Getting to the root
A recent evaluation has called into question the usefulness of "lean data". This argument is right, but it overlooks something important
Mark Winters Co-founder and CEO
Root Capital evaluated a digital extension service for macadamia farmers in Kenya; SMS-based agronomic advice. It was a replication of a model that had showed promise with coffee farmers in Rwanda.
The evaluation concluded that whilst most farmers said they'd recommend the service to a friend, a rigorous randomised controlled trial found no evidence that they had gained knowledge.
The evaluation and an accompanying article are now doing the rounds. Both make an important point: in a field increasingly reliant on "lean data" (simple perception surveys that ask beneficiaries how they feel about a product or service) it's easy to confuse satisfaction for impact. A positive "Net Promoter Score" - a classic lean data tool - tells you something, but it doesn't tell you whether the intervention or investment actually worked.
I agree with this argument.
This argument is right, but it overlooks something important
There is another lesson to draw from this evaluation.
For conducting a rigorous assessment and publishing a failed result, Root Capital deserve tremendous credit. They've set an example for the industry.
The problem is that the evaluation confirmed the intervention failed but couldn't tell us why.
To be clear: they knew the Kenya context differed from Rwanda. They suspected the weaker relationship between processors and farmers might matter. They found that 22% of farmers had actively unsubscribed from mass SMS campaigns; a signal that something about the channel wasn't working. These insights informed the "Alternative Mechanisms" section of their report. They had thought about the why.
What was missing?
What was missing? Not the thinking about why but a structured attempt to test it.
The intended behaviour change here was straightforward: macadamia farmers adopting better agronomic practices. In designing the intervention, several assumptions were made: that adoption was genuinely in farmers' interests; that a lack of agronomic information was what was stopping them; and that SMS was a plausible way to fix that.

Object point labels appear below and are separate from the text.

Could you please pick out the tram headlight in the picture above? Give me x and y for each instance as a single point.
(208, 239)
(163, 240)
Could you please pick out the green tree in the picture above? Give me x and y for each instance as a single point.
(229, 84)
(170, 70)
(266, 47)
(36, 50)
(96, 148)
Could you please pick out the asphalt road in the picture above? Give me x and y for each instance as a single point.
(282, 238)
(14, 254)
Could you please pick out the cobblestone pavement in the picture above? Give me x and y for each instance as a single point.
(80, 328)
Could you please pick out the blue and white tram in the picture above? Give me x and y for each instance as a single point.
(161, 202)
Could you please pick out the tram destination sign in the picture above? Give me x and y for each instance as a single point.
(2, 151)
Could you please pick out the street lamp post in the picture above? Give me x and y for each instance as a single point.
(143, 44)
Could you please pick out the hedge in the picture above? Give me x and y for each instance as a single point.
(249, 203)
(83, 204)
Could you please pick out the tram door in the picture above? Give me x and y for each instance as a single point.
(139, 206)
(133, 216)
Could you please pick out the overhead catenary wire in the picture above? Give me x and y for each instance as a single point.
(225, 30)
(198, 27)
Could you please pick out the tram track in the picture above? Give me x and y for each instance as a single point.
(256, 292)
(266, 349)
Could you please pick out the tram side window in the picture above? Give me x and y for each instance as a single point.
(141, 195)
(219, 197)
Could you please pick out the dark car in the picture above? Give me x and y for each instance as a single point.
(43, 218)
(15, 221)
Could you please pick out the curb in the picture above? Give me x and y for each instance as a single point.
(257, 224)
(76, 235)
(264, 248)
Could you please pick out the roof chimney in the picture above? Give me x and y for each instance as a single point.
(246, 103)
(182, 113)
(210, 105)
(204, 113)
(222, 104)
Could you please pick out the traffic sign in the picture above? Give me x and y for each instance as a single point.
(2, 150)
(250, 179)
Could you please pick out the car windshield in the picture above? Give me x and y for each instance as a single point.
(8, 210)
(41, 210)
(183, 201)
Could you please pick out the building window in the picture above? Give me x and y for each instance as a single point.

These assumptions needed testing, not just articulating:
- Rationale: did the macadamia farmers have a sufficient reason to adopt these practices, given the real-world costs and risks? How strong was the business case in this specific context?
- Blockers: if the rationale held, what was actually preventing farmers from acting? Was it really a lack of agronomic information, or something else: trust, liquidity, social proof? Could be more than one thing.
- Enablers: was SMS a plausible way to address those blockers, fully or in part? Or were farmers being offered a solution to a problem they didn't have? And was the channel strong enough to stand alone, without the in-person support that made it work in Rwanda?
The RCT did its job; it told us that farmers didn't gain knowledge. But it was never going to tell us which part of the approach failed.
Coupling the RCT with even modest research into these assumptions would have given Root Capital both: confirmation that the programme wasn't working, and a clearer understanding of why. Thinking through mechanisms and formally testing them are two different things.
The wider lesson
Root Capital are not an outlier. The gap between measuring outcomes and understanding mechanisms is a persistent problem in how development and social impact programmes are evaluated. I've made this mistake myself more than once. But the result is that we learn whether things worked, but not why.
We've established that simple satisfaction metrics aren't enough. But this case suggests that measuring what changed isn't enough either; even when the methods are rigorous. It needs to be coupled with research pointed at the underling assumptions/mechanism.
Root Capital came closer than most. As a sector we need to close the gap further.